Roman numerals are usually written largest to smallest from left to right. However, the numeral for four is not IIII. Instead, the number four is written as IV. Because the one is before the five we subtract it making four. The same principle applies to the number nine, which is written as IX. There are six instances where subtraction is used:
- I can be placed before V (5) and X (10) to make 4 and 9.
- X can be placed before L (50) and C (100) to make 40 and 90.
- C can be placed before D (500) and M (1000) to make 400 and 900.
Given a roman numeral, convert it to an integer.
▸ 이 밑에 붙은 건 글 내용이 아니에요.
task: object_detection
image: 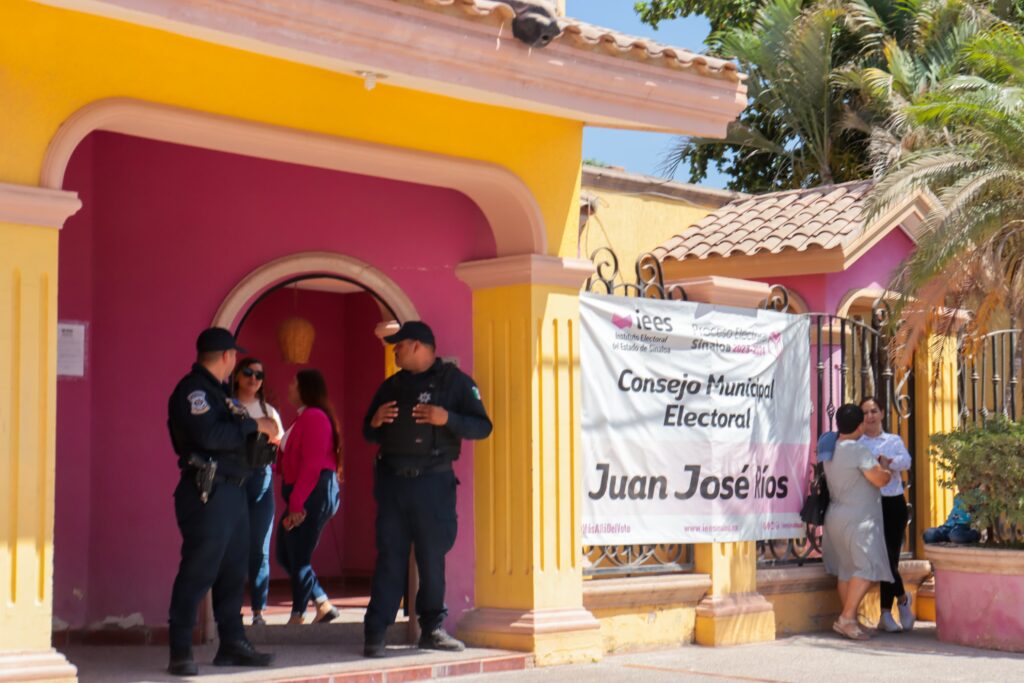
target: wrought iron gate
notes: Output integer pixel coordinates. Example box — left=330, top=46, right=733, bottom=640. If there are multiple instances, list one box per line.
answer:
left=958, top=328, right=1023, bottom=426
left=581, top=248, right=917, bottom=576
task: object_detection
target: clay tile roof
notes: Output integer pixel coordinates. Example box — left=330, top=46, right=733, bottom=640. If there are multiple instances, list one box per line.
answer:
left=653, top=180, right=875, bottom=261
left=402, top=0, right=743, bottom=82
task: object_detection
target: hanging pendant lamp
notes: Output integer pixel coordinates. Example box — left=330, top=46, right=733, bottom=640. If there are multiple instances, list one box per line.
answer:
left=277, top=284, right=315, bottom=363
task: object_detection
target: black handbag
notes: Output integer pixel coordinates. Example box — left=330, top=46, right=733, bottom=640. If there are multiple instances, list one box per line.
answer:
left=800, top=461, right=830, bottom=526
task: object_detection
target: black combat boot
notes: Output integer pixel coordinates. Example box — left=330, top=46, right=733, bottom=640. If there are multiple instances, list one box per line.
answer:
left=363, top=632, right=386, bottom=658
left=167, top=647, right=198, bottom=676
left=418, top=627, right=465, bottom=652
left=212, top=638, right=275, bottom=667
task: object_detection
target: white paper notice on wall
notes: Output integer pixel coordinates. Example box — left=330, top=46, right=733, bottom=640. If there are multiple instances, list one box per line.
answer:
left=57, top=322, right=86, bottom=377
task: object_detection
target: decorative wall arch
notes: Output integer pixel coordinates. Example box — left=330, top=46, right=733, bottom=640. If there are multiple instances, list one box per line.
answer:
left=41, top=98, right=547, bottom=256
left=212, top=252, right=419, bottom=331
left=835, top=287, right=888, bottom=319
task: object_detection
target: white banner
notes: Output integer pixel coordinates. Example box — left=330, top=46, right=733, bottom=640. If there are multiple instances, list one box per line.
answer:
left=580, top=293, right=811, bottom=544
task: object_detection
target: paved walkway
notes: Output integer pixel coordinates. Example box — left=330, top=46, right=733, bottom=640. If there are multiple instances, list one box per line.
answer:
left=457, top=623, right=1024, bottom=683
left=61, top=622, right=1024, bottom=683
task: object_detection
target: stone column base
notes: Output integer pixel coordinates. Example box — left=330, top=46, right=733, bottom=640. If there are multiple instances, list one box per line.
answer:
left=695, top=592, right=776, bottom=646
left=458, top=607, right=602, bottom=665
left=0, top=649, right=77, bottom=683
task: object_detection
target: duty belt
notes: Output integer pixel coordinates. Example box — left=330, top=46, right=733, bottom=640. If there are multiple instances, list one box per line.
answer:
left=183, top=466, right=247, bottom=487
left=379, top=459, right=452, bottom=479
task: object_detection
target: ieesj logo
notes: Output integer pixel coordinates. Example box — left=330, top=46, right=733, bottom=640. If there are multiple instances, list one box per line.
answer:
left=611, top=309, right=673, bottom=333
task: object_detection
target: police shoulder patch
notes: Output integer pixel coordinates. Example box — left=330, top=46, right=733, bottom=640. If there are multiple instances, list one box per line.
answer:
left=187, top=390, right=210, bottom=415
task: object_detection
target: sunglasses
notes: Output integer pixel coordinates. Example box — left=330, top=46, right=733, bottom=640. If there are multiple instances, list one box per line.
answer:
left=240, top=368, right=265, bottom=380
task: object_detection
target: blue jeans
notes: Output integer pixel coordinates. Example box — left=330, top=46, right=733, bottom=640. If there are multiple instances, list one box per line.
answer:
left=923, top=525, right=980, bottom=544
left=276, top=470, right=339, bottom=614
left=245, top=465, right=275, bottom=612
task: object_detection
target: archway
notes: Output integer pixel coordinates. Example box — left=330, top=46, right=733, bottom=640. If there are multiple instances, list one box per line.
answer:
left=225, top=269, right=401, bottom=630
left=42, top=98, right=547, bottom=257
left=212, top=252, right=418, bottom=332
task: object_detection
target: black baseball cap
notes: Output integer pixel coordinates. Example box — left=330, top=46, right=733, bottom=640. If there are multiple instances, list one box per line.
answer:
left=196, top=327, right=247, bottom=353
left=384, top=320, right=435, bottom=346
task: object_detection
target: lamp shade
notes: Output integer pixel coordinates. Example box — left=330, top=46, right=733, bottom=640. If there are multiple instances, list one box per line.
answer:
left=277, top=316, right=315, bottom=364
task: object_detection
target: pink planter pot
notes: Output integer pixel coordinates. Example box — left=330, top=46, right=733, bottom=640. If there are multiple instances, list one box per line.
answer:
left=925, top=544, right=1024, bottom=653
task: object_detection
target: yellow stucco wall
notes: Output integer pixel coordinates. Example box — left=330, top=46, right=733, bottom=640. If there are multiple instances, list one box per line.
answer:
left=0, top=222, right=59, bottom=650
left=591, top=605, right=697, bottom=652
left=573, top=184, right=716, bottom=275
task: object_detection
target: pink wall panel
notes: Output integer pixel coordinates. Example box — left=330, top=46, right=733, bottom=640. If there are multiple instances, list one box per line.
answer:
left=55, top=131, right=493, bottom=629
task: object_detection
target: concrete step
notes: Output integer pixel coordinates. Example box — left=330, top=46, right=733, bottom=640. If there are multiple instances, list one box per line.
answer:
left=246, top=619, right=409, bottom=646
Input is guaranteed to be within the range from 1 to 3999.
Example 1:
Input: "III" Output: 3
Example 2:
Input: "IV" Output: 4
Example 3:
Input: "IX" Output: 9
Example 4:
Input: "LVIII" Output: 58 Explanation: L = 50, V= 5, III = 3.
Example 5:
Input: "MCMXCIV" Output: 1994 Explanation: M = 1000, CM = 900, XC = 90 and IV = 4.
로마자를 정수로바꾸는 문제다.
I X C의 심볼은 뒤에 특정 로마자가 오는 것 을 제외하면 정해진 값을 더해주기만 하면되고 특정 로마자는 6가지 경우로 따로 처리해 주면 된다. 생각하면서 조금 힘들었던 건 charAt(i) 와 charAt(i+1)의 부분이 s.length()-1 때는 i+1이 index 에러가 나는 것이였다. 정말 똑같은 코드를 두번 쓰기 싫었지만 마지막 index를 처리하기 위해서 switch문을 두번 사용하였다.... 부끄럽다..
class Solution {
public int romanToInt(String s) {
int answer = 0;
for (int i = 0; i < s.length(); i++) {
if (i == s.length() - 1) {
System.out.println(s.charAt(i));
switch (s.charAt(i)) {
case 'I':
answer = answer + 1;
break;
case 'V':
answer = answer + 5;
break;
case 'X':
answer = answer + 10;
break;
case 'L':
answer = answer + 50;
break;
case 'C':
answer = answer + 100;
break;
case 'D':
answer = answer + 500;
break;
case 'M':
answer = answer + 1000;
break;
}
break;
} else {
switch (s.charAt(i)) {
case 'I':
if (s.charAt(i + 1) == 'V') {
answer = answer + 4;
i++;
} else if (s.charAt(i + 1) == 'X') {
answer = answer + 9;
i++;
} else {
answer = answer + 1;
}
break;
case 'V':
answer = answer + 5;
break;
case 'X':
if (s.charAt(i + 1) == 'L') {
answer = answer + 40;
i++;
} else if (s.charAt(i + 1) == 'C') {
answer = answer + 90;
i++;
} else {
answer = answer + 10;
}
break;
case 'L':
answer = answer + 50;
break;
case 'C':
if (s.charAt(i + 1) == 'D') {
answer = answer + 400;
i++;
} else if (s.charAt(i + 1) == 'M') {
answer = answer + 900;
i++;
} else {
answer = answer + 100;
}
break;
case 'D':
answer = answer + 500;
break;
case 'M':
answer = answer + 1000;
break;
}
}
}
return answer;
}
}다른 사람의 코드를 살펴보자. 해시맵을 사용하여 짧고 간단하게 푼 풀이 법이다.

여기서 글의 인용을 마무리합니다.